Recall that only recently, it was revealed that an uncomfortably large percentage of graduands from our tertiary institutions in the National Youth Service Corps scheme, cannot string together, a simple correct sentence in English, the language of instruction. What about the psyche of our students upon graduation? Do we have graduates who are primed to impact on the development of the society by looking to deploy initiative and entrepreneurial skills in exploring new grounds for wealth creation through satisfying the needs of the people, or do we have graduates who are programmed to be perpetual seekers of paid employment? What about the area of fashioning the requisite value system for Nigeria? Are our graduates, from the subsisting scheme of things, imbued with the proper mindset that places value on deriving satisfaction from service to society, or do we have graduates, conditioned by default, to estimate success only in terms of personal material acquisition and accumulation?
I remember years ago, while still in school, and it was reported that one of the porters for our halls of residence, died in the course of a failed surgery. Being a surgery that was supposed to be without complications, we were shocked to learn of his death. The ailment was not only, not life-threatening, the procedure for surgery was supposed to be anything but complicated. While sharing ideas on the possible cause of the failed surgery, a student suggested the possibility of the surgeon attempting to copy from a manual while in the theatre. According to this student, the surgeon may have cut the lower abdomen and torn some vital organs, rather than make his opening in the upper abdomen. In other words, the surgeon could have copied wrongly. This may seem as a joke, but not when you fathom the reality of our examination halls, where majority pass exams by copying from some material criminally brought in to the hall. and yes, the medical schools are not exempt from the malaise. Such is the sorry case on our hands. Any unthinkable scenario is possible in these shores.
What about asking what happens to the funds generated by universities internally, as we put pressure on the government at all levels to live up to their funding responsibilities? What about the supervisory functions of the National Universities Commission? Is the NUC living up to its billing? Shouldn’t it’s leadership be made to feel the heat more?

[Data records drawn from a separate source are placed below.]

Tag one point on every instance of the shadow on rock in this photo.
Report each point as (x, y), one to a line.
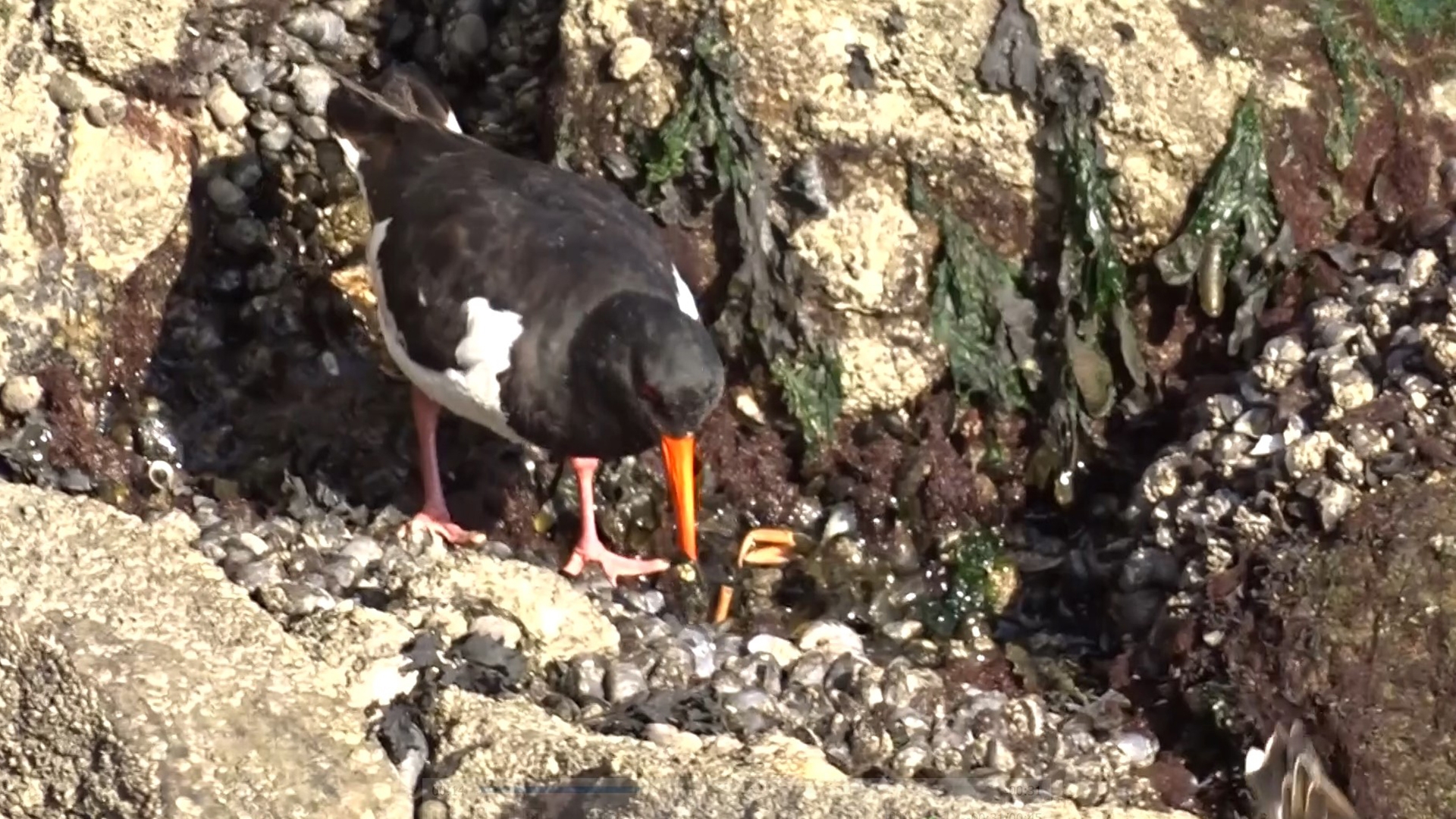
(264, 372)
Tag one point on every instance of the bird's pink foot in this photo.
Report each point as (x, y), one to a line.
(438, 523)
(592, 550)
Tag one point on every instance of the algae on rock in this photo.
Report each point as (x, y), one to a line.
(764, 318)
(1357, 634)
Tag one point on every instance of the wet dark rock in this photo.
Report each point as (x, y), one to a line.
(625, 679)
(277, 137)
(226, 196)
(310, 89)
(405, 742)
(693, 710)
(468, 38)
(248, 76)
(485, 665)
(585, 678)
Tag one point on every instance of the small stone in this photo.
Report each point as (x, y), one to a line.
(319, 28)
(673, 738)
(832, 637)
(1351, 390)
(226, 196)
(363, 550)
(20, 394)
(498, 629)
(226, 107)
(1419, 270)
(248, 76)
(623, 681)
(277, 139)
(107, 112)
(468, 38)
(243, 237)
(783, 651)
(66, 93)
(310, 88)
(629, 57)
(313, 129)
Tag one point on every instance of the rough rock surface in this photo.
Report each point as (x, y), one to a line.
(136, 681)
(867, 88)
(1359, 637)
(88, 203)
(641, 780)
(118, 37)
(555, 618)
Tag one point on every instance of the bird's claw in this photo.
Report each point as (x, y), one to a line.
(440, 526)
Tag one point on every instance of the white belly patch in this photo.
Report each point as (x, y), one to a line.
(473, 390)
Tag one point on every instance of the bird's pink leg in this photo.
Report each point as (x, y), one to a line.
(590, 548)
(435, 518)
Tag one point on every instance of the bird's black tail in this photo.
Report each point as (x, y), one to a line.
(363, 114)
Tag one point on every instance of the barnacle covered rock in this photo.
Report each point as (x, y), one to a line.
(1359, 637)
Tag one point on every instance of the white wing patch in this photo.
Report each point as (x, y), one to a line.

As a nation, we cannot continue getting-by, and making do with the myriad of shortcomings that are prevalent in the land. If the input is not right, the output cannot be right. In computer lexicon, we hear of garbage in, garbage out. In lay man’s terms, you cannot plant yam and reap maize. If we agree that what we have is substandard, then we must upgrade to the required standard for things to work. The Nigerian system is characterized by sleaze and criminality. It is built on faulty foundations. We have to pull it down, and rebuild anew. But the core issue is, who would envision the elusive Eldorado, and who would lead the rebuilding process?
If you are not part of the solution, you’re certainly a part of the problem.